A Bloomington resident is asking city leaders to loosen restrictions on which households are allowed to raise chickens in their backyards.
Maren Quickert posted a petition online last month seeking a change in the city code regarding backyard chicken coops. She said she wanted to raise hens to have fresh eggs and teach her children about responsibility.
Currently, coops must be at least 50 feet from surrounding properties. Each home is limited to four hens.
“We realized that our code is extremely restrictive,” Quickert said, and that few households in Bloomington can raise chickens as a result.
Quickert’s petition asks that residents with chickens be able to bypass the setback if they have approval from 75 percent of homeowners within 100 feet. It also seeks to raise the maximum number of hens to six.
The petition had nearly 300 signatures as of a few days ago. “I was extremely pleased with how many people in Bloomington also would like to see the code change,” she said.
Quickert and her 7-year-old daughter spoke May 21 at the City Council meeting to present the petition. She said that city staffers called her and said they would review the code.
Council to vote on raising tobacco sales age
Richfield is poised to raise the tobacco sales age to 21 this summer, as neighboring suburbs and Minneapolis have done.
The City Council is scheduled to vote June 12 on an amendment raising the sales age. It voted unanimously May 22 to approve the first reading of the proposed rule.
The amendment would prohibit the sale of tobacco and related items, including vape pens such as Juuls, to anyone under the age of 21. It would also eliminate penalties if someone underage is found buying, using or possessing tobacco products.
“Research has shown that these types of penalties do not deter tobacco use in young people,” said Jennifer Anderson, Richfield’s support services supervisor, in a news release.
The city’s Advisory Board of Health, as well as the anti-smoking coalition Minnesotans for a Smoke-Free Generation, supports the amendment. Richfield has 22 licensed tobacco vendors.
If the amendment passes, Richfield will join Bloomington, Edina, St. Louis Park and others in what has become a national movement, “Tobacco 21,” to raise the sales age. The Minneapolis City Council approved a similar measure on May 25.
Crews begin renovating water tower
Crews have begun work on a monthslong project to update the Hidden Ponds Water Tower in Eden Prairie.
The 37-year-old water tower, located off Dell Road next to Hidden Ponds Park, was last repainted 21 years ago. The city is calling the $1.3 million project a “much-needed face-lift” for the tower.
A rendering of the updated water tower features the city’s name, grass and a flying bird.
Workers will sandblast and repaint the interior and exterior of the tower, which holds about 1 million gallons of water.
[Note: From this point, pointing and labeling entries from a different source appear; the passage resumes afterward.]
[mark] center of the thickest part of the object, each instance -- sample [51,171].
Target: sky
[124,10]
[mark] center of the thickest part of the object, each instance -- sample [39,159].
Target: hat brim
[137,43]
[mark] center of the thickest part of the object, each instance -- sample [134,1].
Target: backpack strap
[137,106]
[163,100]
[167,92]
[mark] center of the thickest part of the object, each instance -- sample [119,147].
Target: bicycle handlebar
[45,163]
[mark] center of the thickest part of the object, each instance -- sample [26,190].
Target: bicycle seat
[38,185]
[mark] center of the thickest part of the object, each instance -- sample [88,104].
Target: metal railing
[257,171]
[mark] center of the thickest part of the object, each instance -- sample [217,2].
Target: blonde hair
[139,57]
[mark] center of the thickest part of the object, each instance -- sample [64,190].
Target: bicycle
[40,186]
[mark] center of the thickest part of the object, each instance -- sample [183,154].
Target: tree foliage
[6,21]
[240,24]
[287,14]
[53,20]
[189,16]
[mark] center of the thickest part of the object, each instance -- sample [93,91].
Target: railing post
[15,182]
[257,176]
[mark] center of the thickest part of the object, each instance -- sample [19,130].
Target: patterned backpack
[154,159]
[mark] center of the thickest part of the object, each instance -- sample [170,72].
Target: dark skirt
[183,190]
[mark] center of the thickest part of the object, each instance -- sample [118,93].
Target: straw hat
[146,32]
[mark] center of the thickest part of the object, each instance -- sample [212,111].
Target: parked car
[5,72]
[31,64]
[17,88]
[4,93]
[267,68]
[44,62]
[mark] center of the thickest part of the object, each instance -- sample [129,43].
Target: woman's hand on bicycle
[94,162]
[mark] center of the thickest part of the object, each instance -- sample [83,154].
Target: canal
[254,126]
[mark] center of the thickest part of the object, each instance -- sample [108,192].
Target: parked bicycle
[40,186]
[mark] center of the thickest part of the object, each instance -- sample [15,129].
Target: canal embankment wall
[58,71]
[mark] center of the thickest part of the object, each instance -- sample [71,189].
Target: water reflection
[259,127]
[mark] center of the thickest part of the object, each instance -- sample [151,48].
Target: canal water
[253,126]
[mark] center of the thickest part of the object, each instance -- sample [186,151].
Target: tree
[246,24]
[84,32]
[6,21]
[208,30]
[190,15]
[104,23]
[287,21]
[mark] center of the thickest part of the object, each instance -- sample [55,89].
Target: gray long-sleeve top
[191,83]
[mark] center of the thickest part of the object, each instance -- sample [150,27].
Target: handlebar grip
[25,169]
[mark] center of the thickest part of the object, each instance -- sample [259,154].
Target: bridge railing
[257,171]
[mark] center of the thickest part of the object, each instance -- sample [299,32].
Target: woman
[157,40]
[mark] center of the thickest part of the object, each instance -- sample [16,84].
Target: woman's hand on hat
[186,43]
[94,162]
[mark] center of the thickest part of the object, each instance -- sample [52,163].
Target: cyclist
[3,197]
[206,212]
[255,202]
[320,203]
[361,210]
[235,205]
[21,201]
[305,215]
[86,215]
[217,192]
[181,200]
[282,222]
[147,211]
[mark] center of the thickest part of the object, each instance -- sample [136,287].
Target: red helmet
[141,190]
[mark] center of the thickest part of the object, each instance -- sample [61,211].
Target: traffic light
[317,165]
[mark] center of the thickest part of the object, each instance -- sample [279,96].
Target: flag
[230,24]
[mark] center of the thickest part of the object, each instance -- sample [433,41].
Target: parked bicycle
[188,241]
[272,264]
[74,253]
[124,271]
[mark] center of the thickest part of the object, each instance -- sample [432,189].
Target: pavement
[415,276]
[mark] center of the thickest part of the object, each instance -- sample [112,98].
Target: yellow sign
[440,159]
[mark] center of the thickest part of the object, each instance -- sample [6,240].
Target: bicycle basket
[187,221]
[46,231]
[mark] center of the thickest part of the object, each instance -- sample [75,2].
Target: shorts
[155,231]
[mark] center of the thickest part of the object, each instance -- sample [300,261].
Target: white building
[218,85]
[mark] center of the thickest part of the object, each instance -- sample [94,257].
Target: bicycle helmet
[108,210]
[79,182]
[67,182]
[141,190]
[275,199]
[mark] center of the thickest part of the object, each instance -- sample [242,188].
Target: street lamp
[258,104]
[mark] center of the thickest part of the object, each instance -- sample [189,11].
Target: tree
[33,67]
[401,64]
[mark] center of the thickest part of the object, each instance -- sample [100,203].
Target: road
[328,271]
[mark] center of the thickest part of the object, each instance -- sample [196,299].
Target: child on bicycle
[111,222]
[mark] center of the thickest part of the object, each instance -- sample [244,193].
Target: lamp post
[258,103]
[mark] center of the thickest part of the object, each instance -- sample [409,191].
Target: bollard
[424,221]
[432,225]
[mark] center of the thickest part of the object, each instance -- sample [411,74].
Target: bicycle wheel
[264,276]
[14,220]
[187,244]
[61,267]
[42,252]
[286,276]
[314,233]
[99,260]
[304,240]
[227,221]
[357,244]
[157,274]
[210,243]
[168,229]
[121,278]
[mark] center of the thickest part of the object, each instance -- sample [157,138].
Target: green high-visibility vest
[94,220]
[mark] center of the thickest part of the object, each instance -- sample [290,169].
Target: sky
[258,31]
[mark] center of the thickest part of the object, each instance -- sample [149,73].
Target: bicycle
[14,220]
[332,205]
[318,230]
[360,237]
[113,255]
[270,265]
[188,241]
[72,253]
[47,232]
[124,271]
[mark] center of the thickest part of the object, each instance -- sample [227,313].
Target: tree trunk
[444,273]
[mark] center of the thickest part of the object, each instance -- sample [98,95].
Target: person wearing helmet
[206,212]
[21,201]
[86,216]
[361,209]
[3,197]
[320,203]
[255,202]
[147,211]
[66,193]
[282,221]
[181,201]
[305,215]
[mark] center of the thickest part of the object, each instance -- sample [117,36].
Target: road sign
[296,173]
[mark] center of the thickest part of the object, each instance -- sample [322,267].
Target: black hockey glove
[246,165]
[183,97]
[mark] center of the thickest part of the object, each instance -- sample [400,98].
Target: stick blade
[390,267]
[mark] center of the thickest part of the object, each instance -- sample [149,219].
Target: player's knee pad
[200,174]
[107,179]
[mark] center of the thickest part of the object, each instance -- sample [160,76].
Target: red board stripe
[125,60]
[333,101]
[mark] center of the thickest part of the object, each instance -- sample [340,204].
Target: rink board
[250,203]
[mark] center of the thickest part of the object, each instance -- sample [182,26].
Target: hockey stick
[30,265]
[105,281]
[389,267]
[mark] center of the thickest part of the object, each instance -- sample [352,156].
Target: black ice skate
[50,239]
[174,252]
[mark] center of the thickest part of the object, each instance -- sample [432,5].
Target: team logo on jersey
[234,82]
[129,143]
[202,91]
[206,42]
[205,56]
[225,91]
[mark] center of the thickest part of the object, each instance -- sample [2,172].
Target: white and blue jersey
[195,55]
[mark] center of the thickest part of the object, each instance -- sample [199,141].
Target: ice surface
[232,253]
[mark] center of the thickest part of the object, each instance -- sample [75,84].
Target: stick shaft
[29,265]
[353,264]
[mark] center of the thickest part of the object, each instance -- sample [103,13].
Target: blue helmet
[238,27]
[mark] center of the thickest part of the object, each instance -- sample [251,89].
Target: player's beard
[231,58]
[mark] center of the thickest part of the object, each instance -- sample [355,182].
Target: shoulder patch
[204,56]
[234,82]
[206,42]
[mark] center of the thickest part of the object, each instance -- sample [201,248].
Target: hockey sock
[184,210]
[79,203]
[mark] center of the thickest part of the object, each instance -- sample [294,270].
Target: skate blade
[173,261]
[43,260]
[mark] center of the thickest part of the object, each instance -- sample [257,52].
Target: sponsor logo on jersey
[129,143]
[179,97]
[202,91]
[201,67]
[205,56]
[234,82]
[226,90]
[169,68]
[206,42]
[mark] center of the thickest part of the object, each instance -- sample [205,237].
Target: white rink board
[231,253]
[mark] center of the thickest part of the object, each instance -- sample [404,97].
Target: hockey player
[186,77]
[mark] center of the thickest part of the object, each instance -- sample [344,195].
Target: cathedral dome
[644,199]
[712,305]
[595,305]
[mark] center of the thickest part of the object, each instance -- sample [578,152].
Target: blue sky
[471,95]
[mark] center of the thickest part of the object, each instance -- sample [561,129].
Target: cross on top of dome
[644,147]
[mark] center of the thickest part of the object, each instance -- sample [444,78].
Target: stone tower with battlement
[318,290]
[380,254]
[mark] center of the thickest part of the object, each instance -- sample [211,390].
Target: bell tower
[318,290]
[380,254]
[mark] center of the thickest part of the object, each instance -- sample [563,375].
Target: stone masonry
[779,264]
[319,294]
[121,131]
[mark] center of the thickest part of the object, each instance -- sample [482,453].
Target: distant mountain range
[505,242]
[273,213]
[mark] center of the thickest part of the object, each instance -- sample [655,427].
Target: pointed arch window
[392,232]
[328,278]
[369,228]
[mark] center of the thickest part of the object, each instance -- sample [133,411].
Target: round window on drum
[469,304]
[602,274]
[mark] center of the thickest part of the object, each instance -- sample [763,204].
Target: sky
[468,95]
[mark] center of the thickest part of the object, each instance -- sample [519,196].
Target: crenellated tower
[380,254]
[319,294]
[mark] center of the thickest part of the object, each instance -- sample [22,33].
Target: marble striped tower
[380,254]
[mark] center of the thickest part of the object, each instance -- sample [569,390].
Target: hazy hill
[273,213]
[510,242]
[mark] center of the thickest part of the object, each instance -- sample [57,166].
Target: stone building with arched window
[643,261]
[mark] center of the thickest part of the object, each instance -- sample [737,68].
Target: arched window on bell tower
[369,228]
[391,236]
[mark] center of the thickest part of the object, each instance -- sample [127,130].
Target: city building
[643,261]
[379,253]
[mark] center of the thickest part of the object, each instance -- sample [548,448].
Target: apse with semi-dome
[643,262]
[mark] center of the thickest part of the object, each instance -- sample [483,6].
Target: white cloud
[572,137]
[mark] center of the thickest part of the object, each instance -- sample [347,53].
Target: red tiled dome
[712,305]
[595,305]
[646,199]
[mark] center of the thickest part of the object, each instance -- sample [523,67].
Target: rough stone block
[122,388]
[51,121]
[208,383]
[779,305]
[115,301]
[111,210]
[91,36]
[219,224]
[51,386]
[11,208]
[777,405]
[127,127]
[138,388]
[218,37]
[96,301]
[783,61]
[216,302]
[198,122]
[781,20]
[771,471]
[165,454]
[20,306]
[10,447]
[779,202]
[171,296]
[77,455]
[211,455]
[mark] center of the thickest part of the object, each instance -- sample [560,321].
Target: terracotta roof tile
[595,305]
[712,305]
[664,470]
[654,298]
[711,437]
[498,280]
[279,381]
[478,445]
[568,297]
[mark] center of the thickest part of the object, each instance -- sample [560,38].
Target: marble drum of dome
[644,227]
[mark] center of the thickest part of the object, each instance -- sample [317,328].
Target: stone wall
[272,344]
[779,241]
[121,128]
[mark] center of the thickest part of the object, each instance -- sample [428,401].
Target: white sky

A giant curtain will be raised to trap dust during both processes. Painters will spray a primer coat and roll multiple coats of paint on the tank.
The project is expected to be finished by September.
Plans move ahead for library renovation
The Hennepin County Board has approved initial designs and a contract to begin architectural and engineering work for the Eden Prairie Library, slated for a major renovation starting this fall.
The County Board awarded the $895,000 architectural and engineering work contract to MSR Design architects of Minneapolis. The board also directed the county administrator to contract with builders for the project, provided bids are within approved budgets.
The $12.1 million project will modernize the library, promising more space for patrons, new lighting, designated quiet areas, electrical updates and improved outdoor seating.
Work is scheduled to begin later this year and take approximately nine months to finish. Save for delays, the library will reopen for business in Fall 2019.
Aside from some outdoor additions in 2010, the library building — once a grocery store — hasn’t been seriously renovated since 2004. It’s the sixth most used branch of the Hennepin County Library system’s 41 libraries. In 2016, Eden Prairie recorded nearly 260,000 visits.
Information on the project and design renderings will be presented at a public meeting at 7 p.m. on June 11 at the library, 565 Prairie Center Drive.
Moore wins Outstanding Citizen award
Tanya Moore, a paraprofessional who works with Columbia Heights public schools, has been named the city’s Outstanding Citizen for 2018. She will be recognized at the Columbia Heights City Council meeting on June 11.
Moore, married and the mother of five children, has been active in community organizations since moving to Columbia Heights 17 years ago. She is on the board of directors for Columbia Heights Athletic Boosters and will soon join a group of volunteers that advises the police department on diversity issues, the Multicultural Advisory Committee. She is a longtime member of the Lions Club and a regular volunteer with youth sports.
Moore was nominated for the annual award by Nick Novitsky, a City Council member and president of the Lions Club. “Every time I see her she’s doing something that will benefit the community,” he said, in a statement. “She’s always willing to do what she can to help out anybody, and she does it without hesitation or complaint.”
Mayor Donna Schmitt and Amada Márquez Simula, last year’s Outstanding Citizen, chose Moore from a group of nominees for the award. It’s meant to recognize Columbia Heights residents who put the needs of others before their own.